Valuation and Price Action
Hawaiian Electric’s stock has sold off a lot, but still doesn’t look that cheap on a PE basis given the risks at hand. Investors assessing this company probably also follow other utilities and regional banks, where there are companies trading at depressed valuations without the idiosyncratic risk factors present here. Similar bargains can be found in the energy sector that also lack as severe risk factors. The valuation of Hawaiian Electric just doesn’t look that compelling to us even if a lot ends up going right, and investors do not appear to be adequately compensated for the risk.
Hawaiian Electric is most likely trading below book value because the market is questioning their balance sheet, in our view. The market likely believes that their balance sheet has some missing liabilities on it, and that their true book value is much lower than what is stated on their balance sheet. This may or may not end up being the case, but the market is definitely discounting something. Given the situation, we wouldn’t be comfortable investing based on a discount to book value.
Shares have sold off heavily following the news and events surrounding the Maui Wildfires. The market tends to shoot first and ask questions later, especially so after a major tragedy.
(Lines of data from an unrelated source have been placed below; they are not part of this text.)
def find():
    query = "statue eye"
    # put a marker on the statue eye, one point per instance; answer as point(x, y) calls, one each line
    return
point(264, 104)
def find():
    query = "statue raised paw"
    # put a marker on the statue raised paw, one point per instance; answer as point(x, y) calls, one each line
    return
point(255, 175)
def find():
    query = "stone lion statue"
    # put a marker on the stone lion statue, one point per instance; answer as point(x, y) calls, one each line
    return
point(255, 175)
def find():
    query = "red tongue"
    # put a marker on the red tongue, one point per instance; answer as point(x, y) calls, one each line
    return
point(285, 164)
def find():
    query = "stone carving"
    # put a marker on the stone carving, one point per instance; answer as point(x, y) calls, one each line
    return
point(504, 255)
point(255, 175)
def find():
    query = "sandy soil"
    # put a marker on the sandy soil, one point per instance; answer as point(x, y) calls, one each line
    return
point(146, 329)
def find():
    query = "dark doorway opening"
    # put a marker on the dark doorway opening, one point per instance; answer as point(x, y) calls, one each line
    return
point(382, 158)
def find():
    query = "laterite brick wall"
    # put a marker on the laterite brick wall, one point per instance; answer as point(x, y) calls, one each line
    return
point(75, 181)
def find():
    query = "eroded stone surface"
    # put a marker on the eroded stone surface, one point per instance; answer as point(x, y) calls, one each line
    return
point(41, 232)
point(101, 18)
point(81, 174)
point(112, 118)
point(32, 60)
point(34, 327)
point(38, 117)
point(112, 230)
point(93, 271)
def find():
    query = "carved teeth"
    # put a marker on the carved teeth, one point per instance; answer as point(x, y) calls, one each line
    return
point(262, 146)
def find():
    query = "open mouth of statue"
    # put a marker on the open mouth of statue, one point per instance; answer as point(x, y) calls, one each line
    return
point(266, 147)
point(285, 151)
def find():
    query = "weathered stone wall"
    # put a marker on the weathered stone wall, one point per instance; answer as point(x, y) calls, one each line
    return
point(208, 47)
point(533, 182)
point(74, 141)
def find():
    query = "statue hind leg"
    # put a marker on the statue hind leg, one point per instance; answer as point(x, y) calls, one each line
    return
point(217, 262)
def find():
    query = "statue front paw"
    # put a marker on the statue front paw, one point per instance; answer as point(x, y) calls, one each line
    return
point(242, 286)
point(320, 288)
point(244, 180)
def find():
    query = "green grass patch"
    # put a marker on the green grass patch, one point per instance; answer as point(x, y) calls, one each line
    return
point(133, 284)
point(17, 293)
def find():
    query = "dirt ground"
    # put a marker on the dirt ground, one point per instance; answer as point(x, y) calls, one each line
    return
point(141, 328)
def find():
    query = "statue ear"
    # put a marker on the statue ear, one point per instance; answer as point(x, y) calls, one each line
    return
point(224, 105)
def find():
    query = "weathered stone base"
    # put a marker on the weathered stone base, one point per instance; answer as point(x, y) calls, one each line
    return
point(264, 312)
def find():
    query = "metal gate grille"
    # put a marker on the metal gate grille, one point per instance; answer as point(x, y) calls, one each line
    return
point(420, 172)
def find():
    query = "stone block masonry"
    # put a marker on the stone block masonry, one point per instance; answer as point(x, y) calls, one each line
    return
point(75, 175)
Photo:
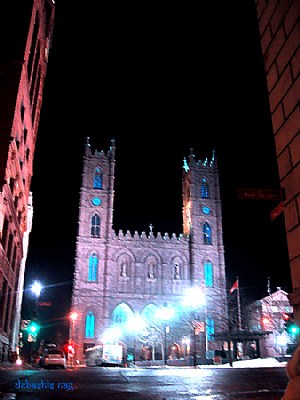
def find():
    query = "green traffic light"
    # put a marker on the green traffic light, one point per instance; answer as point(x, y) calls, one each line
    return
point(33, 328)
point(294, 330)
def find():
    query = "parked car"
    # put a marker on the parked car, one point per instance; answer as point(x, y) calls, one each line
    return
point(52, 357)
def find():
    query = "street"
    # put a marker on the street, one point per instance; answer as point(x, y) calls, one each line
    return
point(169, 383)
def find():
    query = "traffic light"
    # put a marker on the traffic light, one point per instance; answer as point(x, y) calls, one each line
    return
point(33, 328)
point(289, 325)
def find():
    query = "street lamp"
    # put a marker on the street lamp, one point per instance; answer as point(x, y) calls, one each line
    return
point(34, 327)
point(136, 325)
point(71, 348)
point(165, 314)
point(195, 299)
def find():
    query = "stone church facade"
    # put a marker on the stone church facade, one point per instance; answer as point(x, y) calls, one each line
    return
point(120, 277)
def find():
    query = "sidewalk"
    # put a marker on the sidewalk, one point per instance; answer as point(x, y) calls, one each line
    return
point(255, 363)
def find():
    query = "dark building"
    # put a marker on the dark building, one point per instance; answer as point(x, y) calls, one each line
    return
point(26, 33)
point(122, 277)
point(279, 26)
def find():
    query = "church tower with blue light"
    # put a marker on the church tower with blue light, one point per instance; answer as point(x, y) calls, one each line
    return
point(122, 277)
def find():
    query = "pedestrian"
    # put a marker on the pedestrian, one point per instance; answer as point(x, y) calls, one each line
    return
point(292, 391)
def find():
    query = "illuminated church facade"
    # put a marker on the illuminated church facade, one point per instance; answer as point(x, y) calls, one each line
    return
point(121, 278)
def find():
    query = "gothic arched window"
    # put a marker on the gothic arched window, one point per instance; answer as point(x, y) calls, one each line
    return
point(204, 189)
point(90, 325)
point(177, 271)
point(98, 179)
point(122, 314)
point(149, 312)
point(93, 268)
point(208, 274)
point(95, 228)
point(207, 234)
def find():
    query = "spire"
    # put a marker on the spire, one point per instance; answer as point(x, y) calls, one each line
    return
point(268, 286)
point(185, 165)
point(112, 147)
point(191, 156)
point(87, 146)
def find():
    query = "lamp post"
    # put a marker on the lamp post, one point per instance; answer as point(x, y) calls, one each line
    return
point(36, 289)
point(195, 299)
point(135, 325)
point(71, 351)
point(165, 314)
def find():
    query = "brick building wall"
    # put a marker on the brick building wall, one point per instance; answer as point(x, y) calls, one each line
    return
point(27, 26)
point(279, 28)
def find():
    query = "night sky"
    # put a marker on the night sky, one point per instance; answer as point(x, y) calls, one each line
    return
point(159, 80)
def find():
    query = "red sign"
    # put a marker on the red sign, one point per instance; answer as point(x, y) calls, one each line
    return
point(277, 210)
point(261, 194)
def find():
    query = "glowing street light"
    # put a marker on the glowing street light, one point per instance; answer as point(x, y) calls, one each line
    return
point(194, 300)
point(36, 288)
point(136, 325)
point(71, 347)
point(165, 314)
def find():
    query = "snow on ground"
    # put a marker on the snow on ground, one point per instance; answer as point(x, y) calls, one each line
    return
point(255, 363)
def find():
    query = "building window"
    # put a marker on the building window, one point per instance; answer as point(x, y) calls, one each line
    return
point(93, 268)
point(90, 325)
point(210, 329)
point(98, 179)
point(177, 272)
point(122, 314)
point(95, 228)
point(204, 189)
point(207, 234)
point(123, 271)
point(150, 272)
point(208, 274)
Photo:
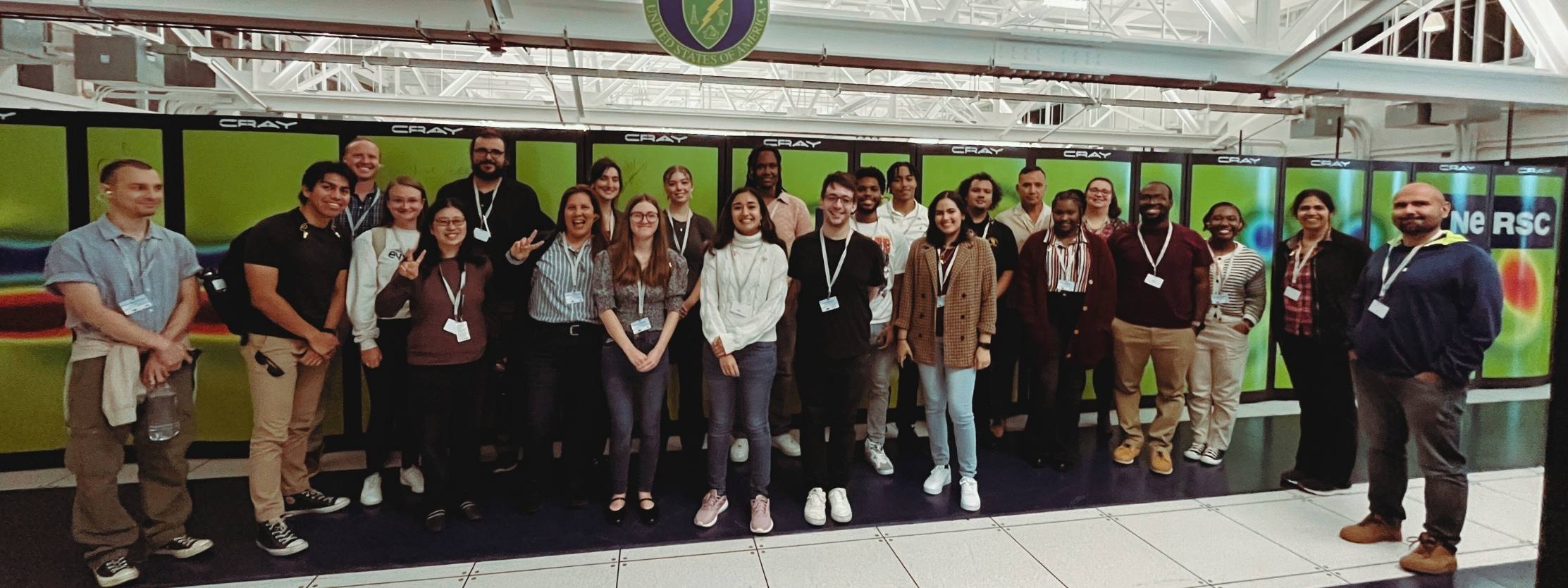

Contrarian and value investors may be tempted to take a position here and the company may indeed be undervalued at current prices. The water is muddy, which can be a sign of opportunity just as it can be a sign of danger. Our belief is that the potential reward is not great enough to merit the risks, and investors would be better off investing their capital elsewhere. We have nothing against the company. Long investors who disagree with us can certainly make a valid bullish case and we wish them the best of luck with their investment. Distressed asset investing is not the type of game we play, but there are plenty of others who can play it well.
The main risks to being bullish here concern the potential wildfire liabilities and balance sheet risk regarding the regional bank subsidiary.
The main risks to being bearish here are the possibility of a quick and favorable litigation outcome as well as the possibility for interest rates to decrease.
We think the situation here is difficult to assess and ultimately not worth the risk. For this reason, we believe that staying on the sidelines is the most prudent course of action.
We view Hawaiian Electric as being a poor investment opportunity based on the multitude of difficult to quantify risks, as well as the valuation discount not being wide enough for our liking. There are plenty of better opportunities out there with much clearer fundamentals in both the utility and regional banking sectors (as well as energy), so taking a position in Hawaiian Electric at these prices seems unwise given the investment alternatives available in the same (or adjacent) industries. There are multiple upside catalysts that could play out so shorting this company appears equally unwise. For now, we believe that staying on the sidelines is the best course of action.